Kommentar Nazi-Aufmarsch Dresden: Friedensfest der Demokratie
Dresden hat aus den vergangenen Jahren gelernt: Der Protest war ein Friedensfest der Demokratie. Die Interpretation der deutschen Geschichte ist dennoch nicht vorbei.
D ie Geschichtsverklärer vom rechten Rand sind, mal wieder, frustriert abgereist. Der Grund: Kerzenschein und Mahnwachen, Menschenketten und Straßenblockaden – ein massenhafter, durchweg friedlicher Protest, dem kaum eine Protestform fehlte.

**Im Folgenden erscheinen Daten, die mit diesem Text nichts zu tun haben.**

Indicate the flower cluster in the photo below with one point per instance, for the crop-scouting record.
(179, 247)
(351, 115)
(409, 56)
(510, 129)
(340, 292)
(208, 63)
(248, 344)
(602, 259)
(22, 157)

Nach Jahren heftiger Auseinandersetzungen haben die Menschen in Dresden damit ein erstaunliches Zeichen gesetzt. Ihr Friedensfest der Demokratie war rundheraus schön. Verstörend schön. Denn es ist sicher alles andere als eine homogene Masse, die am Montag in Dresden auf der Straße war. Dass die Gegendemonstranten dennoch so vereint auftraten, ist – erst recht nach den Krawallen im vergangenen Jahr und der Handydatenaffäre – kaum hoch genug zu schätzen.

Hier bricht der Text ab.